- Abbreviation: SYKP
- Leader: Feray Yılmaz Mertoğlu Mertcan Titiz
- Founded: 24 June 2013
- Headquarters: Olgunlar Sokak No: 2/11 Bakanlıklar Çankaya, Ankara
- Membership (2024): ▼410
- Ideology: Socialism; Marxism–Leninism; Socialist feminism; Proletarian internationalism; Anti-imperialism; Anti-capitalism; Anti-globalization; Secularism; ;
- Political position: Far-left
- National affiliation: Peoples' Democratic Congress
- International affiliation: Progressive International
- Colours: Red, Purple, Green

Website
- https://sykp.org.tr/

= Socialist Refoundation Party =

Turkish political party

Socialist Refoundation Party (Sosyalist Yeniden Kuruluş Partisi, SYKP) is a Marxist–Leninist and socialist feminist political party in Turkey.
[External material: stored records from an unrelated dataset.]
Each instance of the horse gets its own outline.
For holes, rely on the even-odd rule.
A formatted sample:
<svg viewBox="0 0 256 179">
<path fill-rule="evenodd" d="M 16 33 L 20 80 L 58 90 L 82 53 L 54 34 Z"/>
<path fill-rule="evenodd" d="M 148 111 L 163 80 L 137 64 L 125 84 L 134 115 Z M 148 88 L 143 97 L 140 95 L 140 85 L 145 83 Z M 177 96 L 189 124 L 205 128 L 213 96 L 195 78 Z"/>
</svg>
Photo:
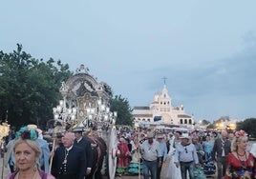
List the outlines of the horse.
<svg viewBox="0 0 256 179">
<path fill-rule="evenodd" d="M 86 136 L 92 143 L 93 150 L 93 168 L 91 173 L 86 176 L 86 179 L 101 179 L 101 169 L 104 158 L 107 154 L 107 145 L 105 141 L 94 130 L 88 131 Z"/>
</svg>

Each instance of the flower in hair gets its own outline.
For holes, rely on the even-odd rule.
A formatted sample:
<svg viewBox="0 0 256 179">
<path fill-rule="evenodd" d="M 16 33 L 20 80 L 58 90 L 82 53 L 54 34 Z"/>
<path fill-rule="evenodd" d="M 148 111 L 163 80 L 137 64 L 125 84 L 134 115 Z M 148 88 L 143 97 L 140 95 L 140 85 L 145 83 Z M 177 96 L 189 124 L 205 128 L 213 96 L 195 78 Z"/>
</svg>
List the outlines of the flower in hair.
<svg viewBox="0 0 256 179">
<path fill-rule="evenodd" d="M 247 134 L 245 133 L 245 131 L 243 130 L 243 129 L 241 129 L 241 130 L 235 132 L 235 136 L 236 136 L 237 138 L 239 138 L 239 137 L 244 137 L 244 136 L 246 136 L 246 135 L 247 135 Z"/>
<path fill-rule="evenodd" d="M 16 132 L 16 138 L 36 140 L 38 138 L 37 131 L 34 129 L 29 129 L 28 127 L 23 127 Z"/>
</svg>

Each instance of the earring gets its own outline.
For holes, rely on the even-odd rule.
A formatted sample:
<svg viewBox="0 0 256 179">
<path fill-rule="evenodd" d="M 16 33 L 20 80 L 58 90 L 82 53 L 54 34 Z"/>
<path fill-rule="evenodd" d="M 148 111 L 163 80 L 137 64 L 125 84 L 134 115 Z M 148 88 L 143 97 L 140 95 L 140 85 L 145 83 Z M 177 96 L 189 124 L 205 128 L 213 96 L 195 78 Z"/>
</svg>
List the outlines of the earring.
<svg viewBox="0 0 256 179">
<path fill-rule="evenodd" d="M 34 165 L 33 165 L 33 171 L 36 171 L 36 170 L 37 170 L 37 164 L 35 162 Z"/>
</svg>

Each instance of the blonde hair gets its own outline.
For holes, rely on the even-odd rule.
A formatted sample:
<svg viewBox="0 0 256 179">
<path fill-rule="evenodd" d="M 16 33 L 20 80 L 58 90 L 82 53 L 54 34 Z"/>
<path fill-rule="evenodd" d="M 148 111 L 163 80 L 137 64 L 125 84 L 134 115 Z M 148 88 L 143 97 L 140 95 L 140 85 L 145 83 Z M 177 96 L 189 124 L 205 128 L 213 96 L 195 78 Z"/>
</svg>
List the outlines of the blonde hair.
<svg viewBox="0 0 256 179">
<path fill-rule="evenodd" d="M 39 147 L 39 144 L 35 140 L 30 140 L 30 139 L 18 139 L 15 141 L 13 146 L 13 151 L 15 151 L 15 149 L 18 145 L 26 143 L 29 147 L 32 149 L 32 150 L 35 152 L 35 159 L 37 160 L 41 154 L 41 149 Z"/>
<path fill-rule="evenodd" d="M 231 142 L 231 151 L 237 151 L 237 149 L 238 149 L 237 143 L 238 142 L 247 141 L 247 140 L 248 140 L 248 137 L 246 135 L 243 135 L 243 136 L 239 136 L 239 137 L 235 136 Z"/>
</svg>

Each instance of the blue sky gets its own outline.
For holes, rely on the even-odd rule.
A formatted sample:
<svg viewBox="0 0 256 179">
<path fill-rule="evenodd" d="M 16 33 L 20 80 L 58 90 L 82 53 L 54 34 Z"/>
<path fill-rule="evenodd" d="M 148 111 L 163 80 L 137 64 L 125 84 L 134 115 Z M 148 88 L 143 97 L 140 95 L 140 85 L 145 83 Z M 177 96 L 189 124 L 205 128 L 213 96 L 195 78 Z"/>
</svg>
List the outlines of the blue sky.
<svg viewBox="0 0 256 179">
<path fill-rule="evenodd" d="M 162 77 L 196 120 L 256 117 L 256 1 L 3 1 L 0 50 L 80 64 L 131 107 Z"/>
</svg>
It was founded on 24 June 2013 as a merger of far-left factions Social Freedom Party Initiative, Workers' Socialist Party, Socialist Future Party Initiative, and the Movement for Socialist Unity. Latter, Social Freedom Party Initiative broke away from the SYKP foundation process and later evolved into Social Freedom Party. Party has a tri-coloured star as its logo, red representing socialism, purple for feminism and green for environment.

The party is one of the participants in the People's Democratic Congress (HDK), a political initiative instrumental in founding the Peoples' Democratic Party in 2012.